368573 Modeling Blood Flow Control in the Kidney
The ability of vascular beds to maintain nearly constant blood flow despite large fluctuations in blood pressure is known as blood flow autoregulation. Impaired autoregulation in the kidney is both a symptom of and a contributing factor to the progression of diseases such as hypertension and diabetes. Obtaining a better understanding of renal autoregulation under both physiological and pathological conditions will lead to improved methods for controlling the progression of kidney-related diseases. Mathematical modeling based on experimental observations has become an important tool for investigating and understanding mechanisms of autoregulation and feedback in the kidney and is used here to describe blood flow control in the kidney under healthy and diabetic conditions. The model presented here couples two autoregulation mechanisms to the transport of chloride ions in the kidney, generating new insight into how blood flow in the kidneys of healthy and diabetic patients changes in response to increased blood pressure or impaired regulatory mechanisms.

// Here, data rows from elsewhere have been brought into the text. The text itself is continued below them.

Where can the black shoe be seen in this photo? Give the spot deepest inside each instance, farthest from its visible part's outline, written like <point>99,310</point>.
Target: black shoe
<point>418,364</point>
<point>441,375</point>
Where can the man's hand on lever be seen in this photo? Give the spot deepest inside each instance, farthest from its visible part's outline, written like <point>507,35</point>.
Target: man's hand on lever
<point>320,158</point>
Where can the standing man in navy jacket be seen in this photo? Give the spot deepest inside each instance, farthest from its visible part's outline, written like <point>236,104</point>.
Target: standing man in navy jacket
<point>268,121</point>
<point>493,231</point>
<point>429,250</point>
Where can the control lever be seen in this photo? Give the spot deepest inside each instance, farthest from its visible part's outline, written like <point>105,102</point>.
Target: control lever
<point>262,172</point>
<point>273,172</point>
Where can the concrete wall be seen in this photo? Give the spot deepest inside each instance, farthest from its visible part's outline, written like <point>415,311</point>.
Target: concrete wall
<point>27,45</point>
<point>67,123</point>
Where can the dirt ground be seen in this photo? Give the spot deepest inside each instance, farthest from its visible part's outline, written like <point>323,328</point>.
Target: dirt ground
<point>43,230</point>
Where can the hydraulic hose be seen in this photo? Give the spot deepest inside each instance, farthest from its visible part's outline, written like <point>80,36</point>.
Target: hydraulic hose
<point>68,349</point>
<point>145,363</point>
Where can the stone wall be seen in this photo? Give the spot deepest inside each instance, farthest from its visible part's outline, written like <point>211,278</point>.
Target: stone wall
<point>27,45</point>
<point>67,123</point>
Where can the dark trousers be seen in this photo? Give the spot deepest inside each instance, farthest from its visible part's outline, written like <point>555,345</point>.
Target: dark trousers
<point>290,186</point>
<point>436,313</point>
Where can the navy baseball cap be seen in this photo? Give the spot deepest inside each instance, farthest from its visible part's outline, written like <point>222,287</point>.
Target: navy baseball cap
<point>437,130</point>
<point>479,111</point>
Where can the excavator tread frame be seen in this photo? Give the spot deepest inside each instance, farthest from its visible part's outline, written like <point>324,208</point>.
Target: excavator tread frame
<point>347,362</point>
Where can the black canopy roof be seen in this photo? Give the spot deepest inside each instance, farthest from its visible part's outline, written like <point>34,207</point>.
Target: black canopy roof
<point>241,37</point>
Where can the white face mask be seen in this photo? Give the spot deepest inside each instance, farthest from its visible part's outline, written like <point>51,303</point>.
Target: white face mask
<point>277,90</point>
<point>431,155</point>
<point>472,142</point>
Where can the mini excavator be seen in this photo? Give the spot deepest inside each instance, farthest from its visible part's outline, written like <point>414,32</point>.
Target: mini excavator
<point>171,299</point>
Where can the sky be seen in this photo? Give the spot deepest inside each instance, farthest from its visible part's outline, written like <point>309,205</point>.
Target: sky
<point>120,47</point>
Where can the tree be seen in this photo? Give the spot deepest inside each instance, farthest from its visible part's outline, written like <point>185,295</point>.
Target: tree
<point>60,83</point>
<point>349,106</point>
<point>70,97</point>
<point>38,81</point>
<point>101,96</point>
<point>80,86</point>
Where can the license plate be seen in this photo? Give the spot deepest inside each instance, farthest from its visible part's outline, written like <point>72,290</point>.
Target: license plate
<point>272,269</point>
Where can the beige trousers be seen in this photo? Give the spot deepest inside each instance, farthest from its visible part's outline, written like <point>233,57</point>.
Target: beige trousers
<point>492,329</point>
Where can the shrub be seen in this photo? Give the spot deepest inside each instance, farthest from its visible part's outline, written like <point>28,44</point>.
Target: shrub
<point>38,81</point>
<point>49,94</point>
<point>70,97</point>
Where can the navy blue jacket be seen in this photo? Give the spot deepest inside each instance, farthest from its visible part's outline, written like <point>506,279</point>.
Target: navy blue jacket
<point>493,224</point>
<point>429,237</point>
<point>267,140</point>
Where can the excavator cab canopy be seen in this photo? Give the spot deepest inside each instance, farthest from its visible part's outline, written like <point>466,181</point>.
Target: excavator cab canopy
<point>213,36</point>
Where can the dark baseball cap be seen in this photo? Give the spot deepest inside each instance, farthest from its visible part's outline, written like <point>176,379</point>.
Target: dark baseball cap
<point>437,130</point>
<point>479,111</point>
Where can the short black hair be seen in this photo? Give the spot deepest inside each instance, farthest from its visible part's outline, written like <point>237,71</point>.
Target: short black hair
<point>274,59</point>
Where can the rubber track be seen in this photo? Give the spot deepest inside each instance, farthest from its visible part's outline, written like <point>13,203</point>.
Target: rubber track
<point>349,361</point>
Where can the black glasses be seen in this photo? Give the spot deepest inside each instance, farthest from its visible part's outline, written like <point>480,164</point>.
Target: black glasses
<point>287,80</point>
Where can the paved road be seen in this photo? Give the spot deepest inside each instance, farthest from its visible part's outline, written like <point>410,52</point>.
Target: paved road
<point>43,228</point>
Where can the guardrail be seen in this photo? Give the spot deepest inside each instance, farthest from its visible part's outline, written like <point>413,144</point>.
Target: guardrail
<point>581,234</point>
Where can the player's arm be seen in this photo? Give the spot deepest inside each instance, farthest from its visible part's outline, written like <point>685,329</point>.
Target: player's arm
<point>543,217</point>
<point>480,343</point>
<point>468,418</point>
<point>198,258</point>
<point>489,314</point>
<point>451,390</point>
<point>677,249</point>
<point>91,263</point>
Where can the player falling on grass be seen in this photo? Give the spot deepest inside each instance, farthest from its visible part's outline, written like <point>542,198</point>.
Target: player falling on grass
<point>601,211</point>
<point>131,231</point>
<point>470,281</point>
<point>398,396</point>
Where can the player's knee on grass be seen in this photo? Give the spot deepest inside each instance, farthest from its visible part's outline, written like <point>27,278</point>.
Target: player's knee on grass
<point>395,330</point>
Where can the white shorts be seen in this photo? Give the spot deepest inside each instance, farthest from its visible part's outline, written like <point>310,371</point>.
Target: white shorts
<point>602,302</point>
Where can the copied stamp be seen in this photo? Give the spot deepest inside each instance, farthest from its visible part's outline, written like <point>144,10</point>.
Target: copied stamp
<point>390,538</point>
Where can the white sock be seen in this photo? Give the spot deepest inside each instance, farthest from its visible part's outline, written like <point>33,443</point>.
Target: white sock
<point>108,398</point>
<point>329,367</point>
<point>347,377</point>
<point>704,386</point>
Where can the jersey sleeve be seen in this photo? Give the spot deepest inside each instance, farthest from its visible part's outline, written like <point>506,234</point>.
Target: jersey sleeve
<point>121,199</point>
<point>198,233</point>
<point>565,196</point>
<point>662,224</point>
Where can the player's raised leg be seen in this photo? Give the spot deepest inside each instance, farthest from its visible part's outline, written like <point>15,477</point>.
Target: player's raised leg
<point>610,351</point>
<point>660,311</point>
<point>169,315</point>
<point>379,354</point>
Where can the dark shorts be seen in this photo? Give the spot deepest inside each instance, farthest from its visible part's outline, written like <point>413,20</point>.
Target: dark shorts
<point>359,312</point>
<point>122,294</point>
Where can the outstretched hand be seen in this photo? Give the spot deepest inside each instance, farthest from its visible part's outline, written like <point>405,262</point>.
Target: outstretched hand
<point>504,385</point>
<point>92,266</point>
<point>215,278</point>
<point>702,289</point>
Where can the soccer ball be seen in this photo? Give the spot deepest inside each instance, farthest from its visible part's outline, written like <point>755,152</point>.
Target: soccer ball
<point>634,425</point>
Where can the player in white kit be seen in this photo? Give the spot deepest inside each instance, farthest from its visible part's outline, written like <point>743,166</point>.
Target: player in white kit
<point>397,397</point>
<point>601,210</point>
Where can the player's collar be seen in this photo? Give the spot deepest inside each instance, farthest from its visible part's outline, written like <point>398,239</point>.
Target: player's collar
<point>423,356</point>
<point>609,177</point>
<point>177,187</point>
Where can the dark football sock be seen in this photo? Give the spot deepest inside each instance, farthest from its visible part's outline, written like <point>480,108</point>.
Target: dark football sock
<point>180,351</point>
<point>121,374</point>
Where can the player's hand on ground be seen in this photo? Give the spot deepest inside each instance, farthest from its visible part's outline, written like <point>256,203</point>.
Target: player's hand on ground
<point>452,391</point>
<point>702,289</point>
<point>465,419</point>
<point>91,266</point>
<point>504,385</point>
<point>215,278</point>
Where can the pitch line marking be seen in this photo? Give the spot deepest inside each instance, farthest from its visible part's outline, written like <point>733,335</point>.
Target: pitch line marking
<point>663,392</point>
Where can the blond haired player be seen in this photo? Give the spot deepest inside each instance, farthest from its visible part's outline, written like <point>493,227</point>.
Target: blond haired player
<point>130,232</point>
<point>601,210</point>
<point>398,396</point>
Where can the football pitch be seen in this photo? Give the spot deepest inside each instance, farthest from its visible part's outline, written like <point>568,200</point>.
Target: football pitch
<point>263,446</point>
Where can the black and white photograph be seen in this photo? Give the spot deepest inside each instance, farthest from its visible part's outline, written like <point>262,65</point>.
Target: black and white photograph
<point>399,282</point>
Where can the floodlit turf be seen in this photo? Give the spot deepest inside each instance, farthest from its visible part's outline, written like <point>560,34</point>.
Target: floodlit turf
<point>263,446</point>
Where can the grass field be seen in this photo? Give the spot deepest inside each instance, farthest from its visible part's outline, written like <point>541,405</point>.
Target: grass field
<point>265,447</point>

The mathematical model developed in this study describes the dynamics of blood flow regulation in a single nephron, the functional unit of the kidney. The model includes two primary mechanisms of kidney autoregulation, the myogenic response and tubuloglomerular feedback (TGF), which constrict or dilate the afferent arteriole (vessel that supplies blood to the nephron upstream of the glomerular filtration unit) in response to changes in blood pressure and chloride ion concentration, respectively. The model is composed of two parts: (1) a millimeter-scale blood vessel wall mechanics model describing the nonlinear effects of the myogenic and TGF responses and (2) a molecular-scale mechanistic model of chloride ion transport in the loop of Henle (the salt/fluid reabsorption portion of the nephron downstream of the glomerular filtration unit). The model also accounts for the lag time dynamics associated with communicating the measured chloride concentration at the outlet of the loop of Henle to the smooth muscle cells of the afferent arteriole. Model parameters for physiological and diabetic conditions were taken or estimated from the experimental literature. The resulting system of delay differential equations was solved numerically using the delay differential equation solver DDE23 in MATLAB.
The model was used to study the isolated and combined effects of the myogenic and TGF mechanisms as blood pressure varies. The model predicts stable glomerular filtration rate within a physiological range of perfusion blood pressure (60–180 mmHg). The results indicate that the myogenic response contributes more significantly than the TGF mechanism to the autoregulation of blood flow, and the contribution of TGF to overall autoregulation is significant only within a narrow band of perfusion pressure values near the baseline. The coupled dynamic model predictions of kidney blood flow are consistent with experimental observations ‑. Model simulations of renal autoregulation in diabetic patients show a significant 60% increase in kidney blood flow, largely due to simulated impairment of voltage-gated calcium ion channels of the smooth muscle cells in the afferent arteriole that prevent constriction of the vessel. The present model was also used for bifurcation analysis to investigate how changes in key model parameters and system perturbations affect autoregulation dynamics.